Llevo el no que me diste (Je porte le « non » que tu m’as donné)

en la palma de la mano (dans la paume de ma main)

como un limón de cera (comme un citron en cire)

como un limón casi blanco (comme un citron presque blanc)

 

Con roca de pedernal (Avec une pierre en silex)

yo me he hecho un candelero (je me suis fait un chandelier)

para yo poderme alumbrar (pour pouvoir m’éclairer)

porque yo más luz no quiero (car je ne veux plus de lumière)

yo vivo en la oscuridad (je vis dans l’obscurité)

 

Voy siguiendo una a una (Je suis une à une)

las estrellas de los cielos (les étoiles du ciel)

entre rojas y amarillas (entre rouges et jaunes)

bajo la luz del silencio (sous la lumière du silence)

una noche tan fría (une nuit si froide)

y oscura de terciopelo (et sombre en velours)

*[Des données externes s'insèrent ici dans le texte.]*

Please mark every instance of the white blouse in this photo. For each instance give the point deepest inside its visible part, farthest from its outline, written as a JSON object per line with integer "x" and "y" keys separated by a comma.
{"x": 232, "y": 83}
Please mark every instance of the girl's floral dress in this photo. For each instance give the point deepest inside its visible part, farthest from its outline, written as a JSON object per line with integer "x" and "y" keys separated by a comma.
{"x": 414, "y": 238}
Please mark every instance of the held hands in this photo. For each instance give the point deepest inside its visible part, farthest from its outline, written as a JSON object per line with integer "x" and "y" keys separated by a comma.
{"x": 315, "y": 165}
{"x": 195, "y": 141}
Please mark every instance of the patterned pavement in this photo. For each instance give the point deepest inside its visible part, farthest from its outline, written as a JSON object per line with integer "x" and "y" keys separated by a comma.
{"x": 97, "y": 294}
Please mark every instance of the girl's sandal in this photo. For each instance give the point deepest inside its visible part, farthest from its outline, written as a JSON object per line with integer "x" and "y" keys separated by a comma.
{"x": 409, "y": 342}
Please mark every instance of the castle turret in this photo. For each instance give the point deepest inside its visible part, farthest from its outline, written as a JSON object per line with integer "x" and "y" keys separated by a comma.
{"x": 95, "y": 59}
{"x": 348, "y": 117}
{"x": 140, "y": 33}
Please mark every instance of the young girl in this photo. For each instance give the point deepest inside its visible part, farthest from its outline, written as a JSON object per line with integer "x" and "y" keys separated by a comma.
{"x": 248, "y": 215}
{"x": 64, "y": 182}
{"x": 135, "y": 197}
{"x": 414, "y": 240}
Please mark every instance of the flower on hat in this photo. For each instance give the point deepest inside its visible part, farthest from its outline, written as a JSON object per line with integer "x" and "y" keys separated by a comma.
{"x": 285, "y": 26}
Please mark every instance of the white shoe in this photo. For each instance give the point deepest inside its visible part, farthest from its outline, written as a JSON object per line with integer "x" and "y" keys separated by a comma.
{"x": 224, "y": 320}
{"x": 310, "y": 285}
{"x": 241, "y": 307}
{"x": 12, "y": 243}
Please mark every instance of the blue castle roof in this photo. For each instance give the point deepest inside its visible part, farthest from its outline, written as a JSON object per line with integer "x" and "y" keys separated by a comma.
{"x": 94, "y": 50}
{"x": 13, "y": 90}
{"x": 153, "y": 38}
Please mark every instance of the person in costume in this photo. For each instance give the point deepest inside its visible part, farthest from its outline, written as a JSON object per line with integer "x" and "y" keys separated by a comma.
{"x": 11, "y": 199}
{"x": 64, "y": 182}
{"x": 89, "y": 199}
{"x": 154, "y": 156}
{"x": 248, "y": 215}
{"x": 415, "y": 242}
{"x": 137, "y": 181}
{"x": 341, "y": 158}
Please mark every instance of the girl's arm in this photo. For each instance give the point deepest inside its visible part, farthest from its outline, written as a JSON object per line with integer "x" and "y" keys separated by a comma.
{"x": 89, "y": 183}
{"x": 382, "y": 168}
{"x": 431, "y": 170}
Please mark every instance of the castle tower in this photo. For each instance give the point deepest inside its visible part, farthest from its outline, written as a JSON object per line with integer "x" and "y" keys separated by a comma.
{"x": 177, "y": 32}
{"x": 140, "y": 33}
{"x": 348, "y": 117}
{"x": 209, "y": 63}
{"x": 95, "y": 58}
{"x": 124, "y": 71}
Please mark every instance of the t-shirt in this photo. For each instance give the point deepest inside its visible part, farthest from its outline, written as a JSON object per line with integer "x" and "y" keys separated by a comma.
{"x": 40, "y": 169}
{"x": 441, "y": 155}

cuando puso por mantilla (quand elle a utilisé sa chevelure noire)

su mata de pelo negro (comme un châle)

se estrelló junto a la mía (et elle a touché le mien)

su boca dándome besos (sa bouche m’a donné des baisers)

y hasta lloró de alegría (et elle a même pleuré de joie)

 

Y a la orilla de un río (Et au bord d’une rivière)

yo me voy solo (où je vais seul)

y yo me pongo a coger varetas (et je me mets à ramasser des brindilles)

por la mañana temprano (tôt le matin)

me pongo y hago mi cesta (je fabrique mon panier)

vente conmigo a mi casa (viens avec moi dans ma demeure)

que está a la vera de un río (qui est au bord d’une rivière)

y entre varetas y cañas (entre brindilles et roseaux)

nacen rosales bravíos (poussent des roses sauvages)

 

Ay Dolores (Ay Dolores)

toma la chaqueta (prend la veste)

y dame los calzones (et donne-moi ton pantalon)

 

Parmi les exemples les plus connus, on trouve No puedo con más de Joselero, ou No hables mal de nadie, une bulería en soleá de Tío Gregorio El Borrico.